On Monday (Oct. 19), Tulsa officials kicked off a second round of excavations to recover bodies of victims from the 1921 Tulsa Race Massacre, according to NBC News. Almost a century ago, hundreds of Black people were killed by a white mob who attacked Tulsa’s Black Wall Street — an area that was flourishing economically and culturally for African-Americans at that time.
“I realize we can tell this story the way it needs to be told now,” Phoebe Stubblefield, a forensic anthropologist who is also a descendant of a survivor of the massacre, told The Associated Press. ”The story is no longer hidden. We’re putting the completion on this event.”
“People, they were just robbed, white people coming in saying Black people had better property than they had and that that was just not right,” she continued. “Burning, thieving, killing wasn’t enough. They had to prevent Black people from recovering.”
“Personally, professionally, spiritually I have an investment in this,” added Stubblefield, whose great-aunt had her property taken and home burned in the massacre.
Officials will search for bodies in the Greenwood District, where the massacre took place, and Oaklawn Cemetery, where an excavation in July turned out to be unsuccessful. The earlier excavation began after a geophysical scan of the cemetery indicated there were underground anomalies consistent with a mass unmarked grave site.
If any bodies are discovered, they will not be disrupted.
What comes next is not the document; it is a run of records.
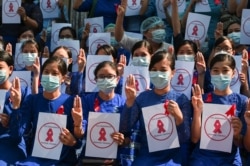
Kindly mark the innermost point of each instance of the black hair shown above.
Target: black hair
(221, 40)
(30, 41)
(103, 64)
(223, 57)
(72, 31)
(62, 67)
(6, 57)
(109, 50)
(68, 52)
(159, 56)
(142, 43)
(189, 42)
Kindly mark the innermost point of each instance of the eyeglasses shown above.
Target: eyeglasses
(227, 49)
(110, 76)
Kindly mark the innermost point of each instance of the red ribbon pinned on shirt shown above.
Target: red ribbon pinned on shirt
(231, 110)
(166, 107)
(96, 105)
(60, 110)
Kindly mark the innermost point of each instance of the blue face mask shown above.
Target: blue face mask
(106, 85)
(29, 58)
(159, 79)
(184, 57)
(235, 36)
(140, 61)
(158, 35)
(3, 76)
(50, 83)
(221, 82)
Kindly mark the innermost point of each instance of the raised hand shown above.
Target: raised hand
(15, 93)
(81, 60)
(130, 90)
(121, 64)
(76, 112)
(200, 63)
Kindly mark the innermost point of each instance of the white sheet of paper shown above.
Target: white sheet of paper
(96, 24)
(183, 77)
(92, 62)
(55, 33)
(9, 11)
(74, 46)
(96, 40)
(202, 6)
(2, 99)
(245, 27)
(141, 75)
(134, 35)
(216, 130)
(100, 127)
(47, 143)
(18, 64)
(160, 128)
(24, 76)
(49, 8)
(235, 83)
(133, 8)
(197, 26)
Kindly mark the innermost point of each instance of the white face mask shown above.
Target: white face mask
(185, 57)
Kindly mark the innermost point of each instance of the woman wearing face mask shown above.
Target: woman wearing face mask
(50, 101)
(222, 69)
(161, 70)
(12, 148)
(152, 28)
(104, 101)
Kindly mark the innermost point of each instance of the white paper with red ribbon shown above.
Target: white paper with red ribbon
(74, 46)
(2, 99)
(235, 83)
(183, 77)
(133, 8)
(142, 80)
(96, 24)
(99, 142)
(55, 33)
(197, 26)
(9, 11)
(92, 62)
(202, 6)
(47, 144)
(24, 77)
(245, 24)
(160, 128)
(216, 129)
(49, 8)
(96, 40)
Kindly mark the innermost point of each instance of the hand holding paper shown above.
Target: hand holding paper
(15, 94)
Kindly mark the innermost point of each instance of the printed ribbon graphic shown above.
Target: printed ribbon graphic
(102, 134)
(49, 135)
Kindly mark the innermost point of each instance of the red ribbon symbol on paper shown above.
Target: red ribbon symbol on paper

The excavation would pause and investigators would “do what they need to do to identify them and determine a cause of death,” said Mayor G.T. Bynum. “A hundred years after the fact, the descendants are scattered all around the world. Tracking down the descendants could take years.”
Archeologists have discovered two other spots which may be home to some of the victims. Kary Stackelbeck is leading the investigation and says that there are “multiple areas that we have identified as having merits for investigation.” She says that they just need to “ask for grace and patience” during the search.